O anúncio de medidas do governo federal para combater a inflação ganha destaque em quase todos os jornais da sexta-feira (20/6). O ponto principal observado pela imprensa é a decisão de evitar medidas agudas como o controle de preços e outras formas de intervenção – como ocorreu no México e na Argentina.
O governo mexicano fechou um acordo com as indústrias para congelar preços de 150 produtos até dezembro e a presidente da Argentina, Cristina Kirschner, aumentou as tarifas de exportação para garantir a oferta de alimentos no mercado interno.
Tanto o México como a Argentina, onde se estabeleceu uma crise de relacionamento entre o governo e produtores rurais, estão tendo dificuldades para conter a inflação.
No Brasil, tanto a decisão do governo como a reação da imprensa revelam mudanças importantes no modo como o país encara as turbulências na economia. Há dez anos, quando o mundo atravessava a crise provocada pela queda dos mercados asiáticos, a imprensa cobrou do então presidente Fernando Henrique Cardoso a adoção de medidas de emergência, como a mudança na política de câmbio, mas tolerou a decisão de esperar o momento político que o governo considerou adequado.
Com isso, segundo avaliação publicada posteriormente pelo Banco Interamericano de Desenvolvimento, o Brasil perdeu o impulso do crescimento e as fragilidades internas afloraram.
Sinal de maturidade
Na crise que eclodiu em 2007, o Brasil foi apanhado numa condição mais segura, em pleno crescimento, com a inflação sob controle, empregos em alta e boa reputação entre os investidores internacionais. Mas a crise de alimentos viria a colocar em xeque o celebrado sucesso econômico do governo Lula.
O noticiário sobre a inflação chegou à beira do catastrofismo na semana passada, com as emissoras de televisão abordando donas-de-casa assombradas com os aumentos de preços nas gôndolas dos supermercados.
Mas, desta vez, o governo parece não ter se impressionado ao ponto de sacar os instrumentos de controle e intervenção que sempre dissimularam os efeitos da inflação e acabaram por agravar as crises no longo prazo. Nada de intervenções.
A decisão de combater a inflação pela oferta maior de produtos alimentícios é saudada pela imprensa como sinal de maturidade. Mas, desta vez, os riscos são de outra natureza. O que está sob maior perigo agora é nosso patrimônio ambiental.
O boi e a floresta
Os economistas do Banco Interamericano de Desenvolvimento alertam que a melhor defesa contra crises externas é a manutenção de regulamentações rigorosas no setor financeiro e práticas contábeis transparentes, ou seja, regras claras e válidas para todos e nenhuma dissimulação no diagnóstico.

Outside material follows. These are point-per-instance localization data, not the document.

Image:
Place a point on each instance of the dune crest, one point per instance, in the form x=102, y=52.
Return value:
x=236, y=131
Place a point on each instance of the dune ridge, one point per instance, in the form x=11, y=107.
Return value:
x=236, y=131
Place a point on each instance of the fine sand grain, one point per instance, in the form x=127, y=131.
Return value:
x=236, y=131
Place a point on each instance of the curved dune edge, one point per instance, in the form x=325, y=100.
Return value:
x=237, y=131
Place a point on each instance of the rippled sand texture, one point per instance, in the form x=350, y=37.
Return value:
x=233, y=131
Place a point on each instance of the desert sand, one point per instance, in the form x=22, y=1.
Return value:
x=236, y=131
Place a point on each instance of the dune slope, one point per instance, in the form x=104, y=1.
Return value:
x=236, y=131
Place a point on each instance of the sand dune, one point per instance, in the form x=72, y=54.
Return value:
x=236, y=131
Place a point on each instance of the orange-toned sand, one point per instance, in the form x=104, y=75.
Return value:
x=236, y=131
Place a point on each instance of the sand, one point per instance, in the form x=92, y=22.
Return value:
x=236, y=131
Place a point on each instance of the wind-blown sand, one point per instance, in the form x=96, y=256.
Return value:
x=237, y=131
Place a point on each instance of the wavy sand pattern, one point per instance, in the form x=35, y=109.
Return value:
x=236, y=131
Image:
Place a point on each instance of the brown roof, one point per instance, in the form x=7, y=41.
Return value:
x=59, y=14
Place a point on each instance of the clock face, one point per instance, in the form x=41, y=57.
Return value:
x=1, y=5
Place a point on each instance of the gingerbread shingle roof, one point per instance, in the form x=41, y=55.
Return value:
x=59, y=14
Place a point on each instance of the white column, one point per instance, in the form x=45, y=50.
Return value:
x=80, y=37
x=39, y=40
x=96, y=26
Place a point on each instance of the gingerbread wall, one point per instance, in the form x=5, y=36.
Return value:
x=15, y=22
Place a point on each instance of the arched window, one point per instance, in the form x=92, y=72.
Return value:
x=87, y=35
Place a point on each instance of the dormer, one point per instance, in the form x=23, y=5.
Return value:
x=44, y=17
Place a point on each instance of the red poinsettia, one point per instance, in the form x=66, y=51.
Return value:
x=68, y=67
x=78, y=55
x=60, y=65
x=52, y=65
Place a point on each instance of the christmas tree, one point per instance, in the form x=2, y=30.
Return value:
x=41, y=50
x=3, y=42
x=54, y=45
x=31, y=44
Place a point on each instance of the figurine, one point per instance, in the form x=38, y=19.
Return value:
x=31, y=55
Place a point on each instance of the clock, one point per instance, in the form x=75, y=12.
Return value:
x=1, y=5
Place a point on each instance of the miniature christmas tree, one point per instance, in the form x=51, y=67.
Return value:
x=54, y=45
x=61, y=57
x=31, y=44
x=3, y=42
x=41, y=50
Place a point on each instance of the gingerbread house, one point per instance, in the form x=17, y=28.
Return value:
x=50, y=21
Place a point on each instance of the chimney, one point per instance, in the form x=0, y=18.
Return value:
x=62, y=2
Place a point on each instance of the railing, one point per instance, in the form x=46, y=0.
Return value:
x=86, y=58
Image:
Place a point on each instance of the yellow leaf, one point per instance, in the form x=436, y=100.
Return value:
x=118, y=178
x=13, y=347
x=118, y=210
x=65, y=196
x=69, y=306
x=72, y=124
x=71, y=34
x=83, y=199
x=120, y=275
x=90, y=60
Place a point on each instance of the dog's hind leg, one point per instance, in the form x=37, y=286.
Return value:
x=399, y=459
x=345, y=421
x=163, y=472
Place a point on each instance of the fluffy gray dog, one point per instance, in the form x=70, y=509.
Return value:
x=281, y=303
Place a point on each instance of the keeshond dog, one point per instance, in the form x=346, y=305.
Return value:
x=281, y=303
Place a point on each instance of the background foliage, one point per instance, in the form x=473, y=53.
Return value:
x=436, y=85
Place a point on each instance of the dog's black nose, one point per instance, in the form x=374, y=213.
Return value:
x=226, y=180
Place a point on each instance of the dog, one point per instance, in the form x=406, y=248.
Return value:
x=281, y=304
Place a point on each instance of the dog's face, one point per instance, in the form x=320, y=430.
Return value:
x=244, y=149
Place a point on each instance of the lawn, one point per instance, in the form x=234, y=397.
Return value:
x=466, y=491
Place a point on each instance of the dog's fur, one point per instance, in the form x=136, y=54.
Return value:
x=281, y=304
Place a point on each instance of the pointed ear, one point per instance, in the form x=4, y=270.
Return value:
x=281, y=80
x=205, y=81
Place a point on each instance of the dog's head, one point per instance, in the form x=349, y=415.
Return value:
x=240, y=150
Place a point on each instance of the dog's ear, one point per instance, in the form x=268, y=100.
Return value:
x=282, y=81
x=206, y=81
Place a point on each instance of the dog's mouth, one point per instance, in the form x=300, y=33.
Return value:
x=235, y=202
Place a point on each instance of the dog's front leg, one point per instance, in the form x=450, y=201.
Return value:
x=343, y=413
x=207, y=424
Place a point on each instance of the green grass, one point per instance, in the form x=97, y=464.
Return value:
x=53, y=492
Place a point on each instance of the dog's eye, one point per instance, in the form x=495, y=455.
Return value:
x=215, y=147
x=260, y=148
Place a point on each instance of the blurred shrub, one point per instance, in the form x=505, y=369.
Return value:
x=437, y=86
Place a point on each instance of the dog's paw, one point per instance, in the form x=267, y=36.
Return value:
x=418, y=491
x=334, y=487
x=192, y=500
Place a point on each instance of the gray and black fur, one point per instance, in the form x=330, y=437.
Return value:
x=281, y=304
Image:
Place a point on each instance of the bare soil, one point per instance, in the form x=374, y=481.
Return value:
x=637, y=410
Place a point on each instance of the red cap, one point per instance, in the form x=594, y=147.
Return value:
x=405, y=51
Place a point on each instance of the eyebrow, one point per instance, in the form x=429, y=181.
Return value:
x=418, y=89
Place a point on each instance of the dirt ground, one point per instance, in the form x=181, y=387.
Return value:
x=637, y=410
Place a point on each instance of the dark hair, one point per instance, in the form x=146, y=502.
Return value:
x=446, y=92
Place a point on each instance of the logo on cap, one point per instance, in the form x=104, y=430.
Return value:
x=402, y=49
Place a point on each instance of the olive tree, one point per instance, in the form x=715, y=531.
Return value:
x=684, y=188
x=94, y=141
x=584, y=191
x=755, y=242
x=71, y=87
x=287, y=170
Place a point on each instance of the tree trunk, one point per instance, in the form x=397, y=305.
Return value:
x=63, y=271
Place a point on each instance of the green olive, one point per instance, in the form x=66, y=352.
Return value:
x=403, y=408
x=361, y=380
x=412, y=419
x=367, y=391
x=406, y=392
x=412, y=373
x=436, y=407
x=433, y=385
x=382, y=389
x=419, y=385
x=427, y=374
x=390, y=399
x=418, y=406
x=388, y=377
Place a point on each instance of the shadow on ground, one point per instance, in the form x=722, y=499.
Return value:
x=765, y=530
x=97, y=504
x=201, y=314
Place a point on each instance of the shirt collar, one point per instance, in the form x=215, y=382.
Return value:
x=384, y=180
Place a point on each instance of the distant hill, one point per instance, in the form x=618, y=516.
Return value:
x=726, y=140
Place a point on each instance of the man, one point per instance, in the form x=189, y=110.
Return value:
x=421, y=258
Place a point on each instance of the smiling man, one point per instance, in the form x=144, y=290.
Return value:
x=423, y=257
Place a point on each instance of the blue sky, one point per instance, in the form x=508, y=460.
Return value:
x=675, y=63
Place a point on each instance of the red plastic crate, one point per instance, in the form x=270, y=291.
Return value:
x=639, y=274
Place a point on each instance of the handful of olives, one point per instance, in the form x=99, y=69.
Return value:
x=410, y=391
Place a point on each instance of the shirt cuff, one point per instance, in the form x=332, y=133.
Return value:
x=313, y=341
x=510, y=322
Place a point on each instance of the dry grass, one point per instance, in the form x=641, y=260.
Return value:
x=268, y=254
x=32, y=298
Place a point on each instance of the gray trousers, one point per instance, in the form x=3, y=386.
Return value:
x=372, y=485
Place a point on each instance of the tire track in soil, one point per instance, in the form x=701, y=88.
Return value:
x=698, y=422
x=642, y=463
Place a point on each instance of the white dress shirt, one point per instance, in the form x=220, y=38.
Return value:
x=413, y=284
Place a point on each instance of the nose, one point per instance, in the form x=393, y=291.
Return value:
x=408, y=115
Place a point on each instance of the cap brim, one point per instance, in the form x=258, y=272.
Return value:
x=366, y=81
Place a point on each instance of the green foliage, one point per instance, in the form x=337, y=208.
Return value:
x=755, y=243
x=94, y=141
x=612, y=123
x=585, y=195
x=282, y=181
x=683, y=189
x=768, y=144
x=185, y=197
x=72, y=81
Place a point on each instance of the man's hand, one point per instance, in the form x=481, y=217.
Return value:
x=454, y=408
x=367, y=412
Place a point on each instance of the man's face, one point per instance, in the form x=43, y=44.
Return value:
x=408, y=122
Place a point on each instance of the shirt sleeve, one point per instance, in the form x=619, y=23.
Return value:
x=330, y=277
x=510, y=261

Com a ampla oferta de informações e uma imprensa atenta e vigilante, poucos governantes se arriscariam hoje em dia a tentar tapar o sol com a peneira. No entanto, ao lado da questão econômica corre o desafio de conciliar a solução das crises e a manutenção do crescimento com a imperativa necessidade de preservar o meio ambiente. E é nesse sentido que os jornais de sexta-feira (20) trazem um alerta importante.
O governador do Mato Grosso, Blairo Maggi, que acaba se apresentando como porta-voz do agronegócio, aparece no noticiário ameaçando com o aumento do preço da carne se o governo insistir em condicionar o crédito a práticas de proteção ao meio ambiente.
Faltando 11 dias para a entrada em vigor da exigência de regularidade ambiental para os produtores rurais que pedem financiamento público, a declaração de Maggi, considerado um dos maiores produtores mundiais de soja, revela um novo capítulo na difícil implantação de um modelo menos predador de produção agropecuária no Brasil.
Segundo os jornais de sexta, Maggi visitou o novo ministro do Meio Ambiente, Carlos Minc, e ambos fizeram as pazes. O governador do Mato Grosso até anunciou que não vai boicotar o projeto de criação da Força Nacional de Segurança Ambiental.
Ele tem outros argumentos. Os produtores rurais que empurram as fronteiras agrícolas contra a floresta amazônica não precisam mais fazer boicote ou ameaças para impedir a vigência das restrições ambientais. O alerta sobre o perigo do aumento da carne neste momento vulnerável provocado pela inflação de alimentos soa como chantagem.
Não está escrito nos jornais, mas é chantagem.